A related approach, known as cooperative inverse reinforcement learning, builds on the principles of IRL but seeks to make the transmission of values from human to AI more collaborative and interactive.
As a leading paper on cooperative inverse reinforcement learning explains: “For an autonomous system to be helpful to humans and to pose no unwarranted risks, it needs to align its values with those of the humans in its environment in such a way that its actions contribute to the maximization of value for the humans….We propose that value alignment should be formulated as a cooperative and interactive reward maximization process.”
In a similar spirit, AI theorist Eliezer Yudkowsky has advocated for an approach to AI ethics that he terms “coherent extrapolated volition.” The basic idea is to design artificial intelligence systems that learn to act in our best interests according not to what we presently think we want, but rather according to what an idealized version of ourselves would value.

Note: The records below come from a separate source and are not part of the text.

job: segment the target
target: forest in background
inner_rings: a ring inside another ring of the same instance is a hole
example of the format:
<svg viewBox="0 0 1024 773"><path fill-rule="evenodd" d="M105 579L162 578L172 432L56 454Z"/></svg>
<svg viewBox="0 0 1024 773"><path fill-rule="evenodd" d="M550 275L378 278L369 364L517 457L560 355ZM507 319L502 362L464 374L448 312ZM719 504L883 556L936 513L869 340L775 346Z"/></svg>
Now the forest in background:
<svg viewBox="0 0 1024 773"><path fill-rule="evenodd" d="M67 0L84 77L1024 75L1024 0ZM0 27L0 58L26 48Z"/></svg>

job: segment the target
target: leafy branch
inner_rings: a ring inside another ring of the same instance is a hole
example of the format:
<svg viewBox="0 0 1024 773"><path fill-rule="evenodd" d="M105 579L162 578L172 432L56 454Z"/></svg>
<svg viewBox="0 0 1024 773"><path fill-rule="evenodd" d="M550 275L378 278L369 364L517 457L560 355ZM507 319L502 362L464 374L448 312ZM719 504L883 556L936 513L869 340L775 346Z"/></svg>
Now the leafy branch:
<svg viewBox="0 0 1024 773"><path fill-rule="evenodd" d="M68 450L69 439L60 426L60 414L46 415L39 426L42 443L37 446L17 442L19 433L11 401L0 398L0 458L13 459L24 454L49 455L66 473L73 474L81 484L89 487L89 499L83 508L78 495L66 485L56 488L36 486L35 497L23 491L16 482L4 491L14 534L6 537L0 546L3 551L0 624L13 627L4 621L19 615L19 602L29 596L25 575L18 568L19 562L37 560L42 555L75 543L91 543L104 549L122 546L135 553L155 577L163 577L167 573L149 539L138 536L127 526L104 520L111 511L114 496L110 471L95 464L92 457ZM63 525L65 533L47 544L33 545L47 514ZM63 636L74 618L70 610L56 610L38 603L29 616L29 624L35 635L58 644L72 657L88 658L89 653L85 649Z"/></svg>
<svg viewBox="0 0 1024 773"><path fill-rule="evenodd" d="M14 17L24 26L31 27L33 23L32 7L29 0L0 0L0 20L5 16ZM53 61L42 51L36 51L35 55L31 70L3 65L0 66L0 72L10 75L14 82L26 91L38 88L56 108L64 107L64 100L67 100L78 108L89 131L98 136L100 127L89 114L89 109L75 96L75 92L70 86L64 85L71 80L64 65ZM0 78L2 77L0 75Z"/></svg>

In Yudkowsky’s words: “In poetic terms, our coherent extrapolated volition is our wish if we knew more, thought faster, were more the people we wished we were, had grown up farther together; where the extrapolation converges rather than diverges, where our wishes cohere rather than interfere; extrapolated as we wish that extrapolated, interpreted as we wish that interpreted.”
As the real-world dangers of poorly designed AI become more prominent—from algorithmic bias to facial recognition abuses—building artificial intelligence that can reason ethically is becoming an increasingly important priority for AI researchers and the broader public. As artificial intelligence becomes ubiquitous throughout society in the years ahead, this may well prove to be one of the most urgent technology problems we face.